Desperate Strangers [Proper 27B - 1 Kings 17:8-16]
The Rt. Rev. Jeremiah Williamson
1 Kings 17:8-16
Desperate Strangers
St. Timothy’s, Westford
The excitement was
overwhelming…until it suddenly and decisively abated. The hometown crowd had been buzzing about the
return of their rising star. Jesus was
making a name for himself in the surrounding villages. And now, he was coming home, to do his thing.
It started off strong. Jesus was amazing. They were impressed; it was impossible not to
be impressed. His beginnings were humble
but you would never know that, the way he held the crowd, the way he exuded otherworldly
wisdom. They were hanging on his every
word. He was even better than they
imagined.
Jesus should have quit while he
was ahead – pulled a George Costanza and walked off on the high note. But Jesus stood back up. He played the encore. After wowing the crowd, Jesus decided to add
a little something to the end of his highly successful sermon: “The truth is,”

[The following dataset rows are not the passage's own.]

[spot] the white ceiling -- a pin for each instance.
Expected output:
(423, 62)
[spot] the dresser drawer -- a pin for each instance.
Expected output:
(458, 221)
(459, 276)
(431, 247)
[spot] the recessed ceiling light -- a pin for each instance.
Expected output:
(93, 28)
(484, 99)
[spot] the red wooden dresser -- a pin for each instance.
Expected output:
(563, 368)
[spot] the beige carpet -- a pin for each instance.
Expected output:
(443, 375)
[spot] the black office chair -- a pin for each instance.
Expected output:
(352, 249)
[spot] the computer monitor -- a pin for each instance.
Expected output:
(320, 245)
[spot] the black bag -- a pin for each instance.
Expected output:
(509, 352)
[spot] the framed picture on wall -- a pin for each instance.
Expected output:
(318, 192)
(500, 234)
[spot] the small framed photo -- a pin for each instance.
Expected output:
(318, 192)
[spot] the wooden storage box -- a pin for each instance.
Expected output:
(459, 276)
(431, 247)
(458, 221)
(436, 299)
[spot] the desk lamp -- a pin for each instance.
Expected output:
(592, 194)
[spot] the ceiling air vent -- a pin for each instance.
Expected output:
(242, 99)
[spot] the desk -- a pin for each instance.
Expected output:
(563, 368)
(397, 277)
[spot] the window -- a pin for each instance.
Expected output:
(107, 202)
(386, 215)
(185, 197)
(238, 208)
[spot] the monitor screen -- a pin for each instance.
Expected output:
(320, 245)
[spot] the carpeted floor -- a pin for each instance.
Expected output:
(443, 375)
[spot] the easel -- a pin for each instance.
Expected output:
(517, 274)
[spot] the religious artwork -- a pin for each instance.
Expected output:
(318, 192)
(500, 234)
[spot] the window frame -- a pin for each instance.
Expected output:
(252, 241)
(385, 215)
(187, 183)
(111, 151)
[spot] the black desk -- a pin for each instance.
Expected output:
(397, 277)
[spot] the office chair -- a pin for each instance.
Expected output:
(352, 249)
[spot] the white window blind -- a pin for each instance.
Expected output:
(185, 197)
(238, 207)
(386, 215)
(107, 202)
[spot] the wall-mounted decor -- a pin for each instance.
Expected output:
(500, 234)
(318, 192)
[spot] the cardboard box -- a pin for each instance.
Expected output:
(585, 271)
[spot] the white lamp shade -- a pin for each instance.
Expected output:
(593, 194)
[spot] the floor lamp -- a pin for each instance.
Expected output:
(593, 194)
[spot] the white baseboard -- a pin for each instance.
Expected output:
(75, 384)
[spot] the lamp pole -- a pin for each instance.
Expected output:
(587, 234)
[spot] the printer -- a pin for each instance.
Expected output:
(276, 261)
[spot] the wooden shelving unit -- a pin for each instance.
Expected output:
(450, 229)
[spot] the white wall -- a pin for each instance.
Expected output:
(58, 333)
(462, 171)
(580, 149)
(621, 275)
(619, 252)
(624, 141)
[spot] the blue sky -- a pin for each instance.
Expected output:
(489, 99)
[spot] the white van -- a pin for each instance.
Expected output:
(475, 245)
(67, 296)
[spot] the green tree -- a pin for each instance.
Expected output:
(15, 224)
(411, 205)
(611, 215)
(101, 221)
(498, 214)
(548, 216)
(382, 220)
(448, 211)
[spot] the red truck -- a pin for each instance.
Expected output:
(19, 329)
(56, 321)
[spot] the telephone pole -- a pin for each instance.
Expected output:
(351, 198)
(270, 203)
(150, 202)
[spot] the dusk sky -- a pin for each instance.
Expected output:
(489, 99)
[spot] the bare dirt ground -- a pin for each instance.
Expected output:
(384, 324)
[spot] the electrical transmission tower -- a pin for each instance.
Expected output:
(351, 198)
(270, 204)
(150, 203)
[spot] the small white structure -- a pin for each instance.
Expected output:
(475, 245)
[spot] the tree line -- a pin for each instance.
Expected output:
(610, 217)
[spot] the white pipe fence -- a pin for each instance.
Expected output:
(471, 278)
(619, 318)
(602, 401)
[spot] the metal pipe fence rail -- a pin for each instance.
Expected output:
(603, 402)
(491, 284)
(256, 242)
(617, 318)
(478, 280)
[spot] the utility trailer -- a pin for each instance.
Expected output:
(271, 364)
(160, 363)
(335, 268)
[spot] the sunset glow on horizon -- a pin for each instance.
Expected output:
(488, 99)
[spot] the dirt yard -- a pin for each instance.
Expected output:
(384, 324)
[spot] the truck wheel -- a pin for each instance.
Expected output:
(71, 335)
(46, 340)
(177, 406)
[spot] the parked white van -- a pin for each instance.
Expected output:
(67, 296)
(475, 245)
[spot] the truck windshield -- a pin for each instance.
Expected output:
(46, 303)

he said, “there were many widows in Israel in the time of Elijah, when the
heaven was shut up three years and six months, and there was a severe famine
over all the land; yet Elijah was sent to none of them except to a widow at
Zarephath in Sidon.” This addition was
not well received. The adoration turned
quickly to rage. And the crowd, the
hometown crowd, decided to throw Jesus off a cliff to his death. All because Jesus reminded them that God
loved the people they despised.
The drought, the drought Jesus
mentioned, was the reason God commanded Elijah to go. Elijah’s wadi, his water source, had dried
up. And without water, the prophet would
have surely died. And so, of all the
places in the world, God sent him to Zarephath.
Zarephath was to Elijah what
Ninevah was to Jonah. It was enemy
territory. It was a hostile
destination. And the prophet was set to
arrive as a refugee – a political exile, on the run from his own king. In a time of drought, in an age of scarcity,
Elijah came to Sidon, as a foreigner, to drink their limited water and eat
their limited food. And, perhaps to make
matters worse, he comes for the limited water and limited food of a young widow
and her starving little boy.
Unlike Jonah, Elijah does go; he
is more desperate. And, just as God
promised, he finds the widow, gathering sticks.
Sticks for a fire. Sticks for a
last meal. She has nothing. And Elijah asks her for everything.
But she has a little child. And her husband has died. And they are on their own – struggling to
survive and failing to survive. And so
she cannot bake bread for a foreigner.
She has to take care of her own.
She denies his desperate request.
Elijah is a prophet, a seer, a man
of mystical vision. And he sees what truly
haunts this woman, what drives her decision: fear. She is afraid to lose her child too; she’s
already lost her husband. She is afraid
of the death that stalks her home. She is
afraid that there is not enough – food, water, time. Maybe she is even afraid of this male
immigrant and his unreasonable demands.
And what he might do to her and to her child if she refuses him.
Elijah recognizes her fear and
names it. He says to her, “Do not be
afraid.” But she is because there is
much to fear. And yet something amazing
happens: the prophet’s word works a little miracle in this young widow and she
takes a chance. She risks everything on the
generosity of a God she does not know.
And God, revealed to her through a
desperate stranger, gives her new life.
And she and her little boy live; they eat the bread of heaven in a time
of drought.
Jesus told this story in his
synagogue and it almost cost him his life.
And that seems strange, but also it makes sense. Because it is the story of a God who loves
across borders and beyond bias. In the
zero sum game people play, God deals in reckless abundance. And a lot people do not like that. God loves our enemies as much as God loves us. And a lot of people don’t like that either.
The cruelty of our lines and
limits clashes with the mercy of God. We
value power and yet our God came to us packaged in weakness, the weakness of
both manger and cross. We celebrate the winners
and yet our God gives justice to the oppressed and lifts up the lowly. We fear the other and yet our God cares for
the stranger.
We read this story from 1 Kings
from the perspective of the prophet, through the eyes of our hero. But the truth is: Elijah is the stranger in
this story. He wanders into a foreign
country to seek safety, shelter, and help.
He is desperate and desolate. He
is a criminal on the run from the authorities.
Elijah was at the mercy of an
impoverish woman. And she opens her
heart to him – even though she is afraid, even though it is a risk. And in the merciful desperation of their
relationship God creates a miracle. Because
God loves them both and means for us to find our salvation with each other.